The battle is rooted in a series of patents on the technology behind electrochemiluminescence immunoassays. The patents were originally owned by Meso’s predecessor, IGEN International, which licensed the technology to Roche in a 2003 nonexclusive agreement. Meanwhile, IGEN sold the patents to diagnostic services provider BioVeris.
Roche acquired BioVeris and folded the patents into its own portfolio of intellectual property in 2007. It started selling the products without the field restrictions required in the 2003 licensing agreement with IGEN. Meso didn’t appreciate this and sued Roche in 2010 for violating the aforementioned restrictions, but the case was thrown out.
In 2017, Roche commenced legal action against Meso, hoping for a conclusive ruling on its own rights to the patents, and Meso countersued for patent infringement. The Delaware jury determined in 2019 that Meso still held the exclusive license to the patents, concluding that Roche had directly infringed one patent claim and induced users of its Cobas analyzers to infringe three other claims willfully. The firm was fined more than $137 million, which amounted to $170 million with interest.
In April 2022, Roche reanalyzed the ruling after winning an appeal that overturned most of the decision in 2019, which will likely reduce the financial penalty. In post-trial motions, the court stated that the firm hadn’t infringed three other patents because Meso had waived its right to a counterclaim on those counts by failing to do so in its initial response to Roche’s claim.
Both companies appealed the decisions and took home partial wins.
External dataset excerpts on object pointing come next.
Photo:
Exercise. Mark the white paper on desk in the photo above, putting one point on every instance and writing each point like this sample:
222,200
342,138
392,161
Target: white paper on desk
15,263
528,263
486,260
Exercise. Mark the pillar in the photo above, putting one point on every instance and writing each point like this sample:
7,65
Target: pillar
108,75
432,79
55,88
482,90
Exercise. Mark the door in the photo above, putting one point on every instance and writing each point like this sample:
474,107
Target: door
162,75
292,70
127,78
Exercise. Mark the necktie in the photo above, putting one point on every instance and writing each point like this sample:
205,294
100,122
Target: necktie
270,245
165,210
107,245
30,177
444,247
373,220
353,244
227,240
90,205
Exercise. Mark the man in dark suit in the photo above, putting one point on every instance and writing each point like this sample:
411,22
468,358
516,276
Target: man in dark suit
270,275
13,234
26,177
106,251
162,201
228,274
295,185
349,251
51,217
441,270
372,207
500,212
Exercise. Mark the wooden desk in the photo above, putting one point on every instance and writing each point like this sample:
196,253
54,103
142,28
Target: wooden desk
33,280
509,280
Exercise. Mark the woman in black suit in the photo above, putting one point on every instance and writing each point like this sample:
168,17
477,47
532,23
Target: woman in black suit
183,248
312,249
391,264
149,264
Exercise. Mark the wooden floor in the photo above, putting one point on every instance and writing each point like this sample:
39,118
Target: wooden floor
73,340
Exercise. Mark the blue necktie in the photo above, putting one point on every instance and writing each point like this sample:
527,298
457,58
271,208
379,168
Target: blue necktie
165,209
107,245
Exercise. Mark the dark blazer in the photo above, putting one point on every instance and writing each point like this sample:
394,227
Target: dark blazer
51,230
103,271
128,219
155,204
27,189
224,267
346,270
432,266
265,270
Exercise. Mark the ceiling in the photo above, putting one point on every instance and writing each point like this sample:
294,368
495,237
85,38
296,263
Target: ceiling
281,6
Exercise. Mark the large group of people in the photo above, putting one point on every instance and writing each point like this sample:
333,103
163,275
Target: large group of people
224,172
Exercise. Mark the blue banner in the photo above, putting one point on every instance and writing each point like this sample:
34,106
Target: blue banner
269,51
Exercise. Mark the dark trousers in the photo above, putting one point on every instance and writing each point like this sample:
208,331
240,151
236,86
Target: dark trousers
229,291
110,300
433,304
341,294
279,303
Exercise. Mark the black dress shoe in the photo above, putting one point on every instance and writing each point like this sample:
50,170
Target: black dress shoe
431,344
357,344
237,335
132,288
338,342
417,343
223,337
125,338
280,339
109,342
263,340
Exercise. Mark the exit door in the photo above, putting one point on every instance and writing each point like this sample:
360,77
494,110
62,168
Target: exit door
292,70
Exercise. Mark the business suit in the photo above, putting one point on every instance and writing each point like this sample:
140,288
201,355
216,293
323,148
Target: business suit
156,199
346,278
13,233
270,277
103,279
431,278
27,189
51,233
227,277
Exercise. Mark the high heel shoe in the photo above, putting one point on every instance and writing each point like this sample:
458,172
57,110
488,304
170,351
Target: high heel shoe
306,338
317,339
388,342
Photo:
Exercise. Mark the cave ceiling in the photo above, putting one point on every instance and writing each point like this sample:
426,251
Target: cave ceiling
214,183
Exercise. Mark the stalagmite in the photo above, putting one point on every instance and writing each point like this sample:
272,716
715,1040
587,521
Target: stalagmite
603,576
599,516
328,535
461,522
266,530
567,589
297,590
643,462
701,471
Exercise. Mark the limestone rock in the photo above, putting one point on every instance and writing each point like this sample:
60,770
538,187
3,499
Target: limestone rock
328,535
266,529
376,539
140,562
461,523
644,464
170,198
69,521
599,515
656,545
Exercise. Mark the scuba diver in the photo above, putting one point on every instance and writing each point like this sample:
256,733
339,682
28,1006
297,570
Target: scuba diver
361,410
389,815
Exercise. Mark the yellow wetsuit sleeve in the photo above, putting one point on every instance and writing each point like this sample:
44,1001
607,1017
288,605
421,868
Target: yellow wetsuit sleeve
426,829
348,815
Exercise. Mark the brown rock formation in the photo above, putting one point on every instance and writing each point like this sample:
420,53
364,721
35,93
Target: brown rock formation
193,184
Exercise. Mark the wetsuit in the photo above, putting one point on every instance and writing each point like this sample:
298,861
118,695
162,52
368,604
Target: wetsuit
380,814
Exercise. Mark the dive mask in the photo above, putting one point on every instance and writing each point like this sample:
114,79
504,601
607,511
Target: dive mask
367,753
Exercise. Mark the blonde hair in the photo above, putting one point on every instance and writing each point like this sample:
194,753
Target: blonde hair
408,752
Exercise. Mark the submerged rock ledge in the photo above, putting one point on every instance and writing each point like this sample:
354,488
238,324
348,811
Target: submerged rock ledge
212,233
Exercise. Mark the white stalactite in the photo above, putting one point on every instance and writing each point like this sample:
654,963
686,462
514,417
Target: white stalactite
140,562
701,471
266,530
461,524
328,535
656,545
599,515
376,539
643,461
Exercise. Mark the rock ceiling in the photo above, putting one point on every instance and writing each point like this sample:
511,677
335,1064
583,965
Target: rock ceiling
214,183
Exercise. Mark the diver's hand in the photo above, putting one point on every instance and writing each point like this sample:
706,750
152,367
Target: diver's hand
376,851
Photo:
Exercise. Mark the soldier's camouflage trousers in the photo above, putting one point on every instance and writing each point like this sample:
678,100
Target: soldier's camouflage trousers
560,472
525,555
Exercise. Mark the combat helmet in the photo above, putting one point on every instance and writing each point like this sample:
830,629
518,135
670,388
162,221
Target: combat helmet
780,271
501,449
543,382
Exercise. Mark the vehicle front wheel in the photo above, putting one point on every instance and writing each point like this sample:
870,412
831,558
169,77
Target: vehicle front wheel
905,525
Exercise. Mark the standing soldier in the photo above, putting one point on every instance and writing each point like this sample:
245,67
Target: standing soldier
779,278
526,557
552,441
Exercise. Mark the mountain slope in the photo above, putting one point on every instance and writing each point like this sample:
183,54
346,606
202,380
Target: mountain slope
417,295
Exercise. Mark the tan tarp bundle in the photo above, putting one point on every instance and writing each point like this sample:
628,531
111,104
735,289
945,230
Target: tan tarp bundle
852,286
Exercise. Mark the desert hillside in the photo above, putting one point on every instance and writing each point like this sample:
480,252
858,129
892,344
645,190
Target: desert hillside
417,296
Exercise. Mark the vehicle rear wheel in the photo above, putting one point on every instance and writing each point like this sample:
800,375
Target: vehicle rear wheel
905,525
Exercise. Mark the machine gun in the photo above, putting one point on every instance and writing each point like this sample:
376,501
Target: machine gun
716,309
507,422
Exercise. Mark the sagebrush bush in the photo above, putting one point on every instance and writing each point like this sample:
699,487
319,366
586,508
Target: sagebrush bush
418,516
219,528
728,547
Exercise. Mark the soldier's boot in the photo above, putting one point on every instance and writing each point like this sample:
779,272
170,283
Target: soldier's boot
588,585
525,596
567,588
The Delaware appeals court reversed the follow-up decision of non-infringement in Meso’s favor. This allows it to potentially sue for infringement of those claims in the future.
The court also upheld the finding of Roche’s direct infringement and overturned the ruling that it had induced users to violate Meso’s patent rights, because it proved to be negligent rather than willful in its violation of patents. The court voided the financial penalty and called for a new trial to determine the firm’s fine. Thus, it no longer has to pay the $137 million fine and will have another chance in court to mitigate the damages.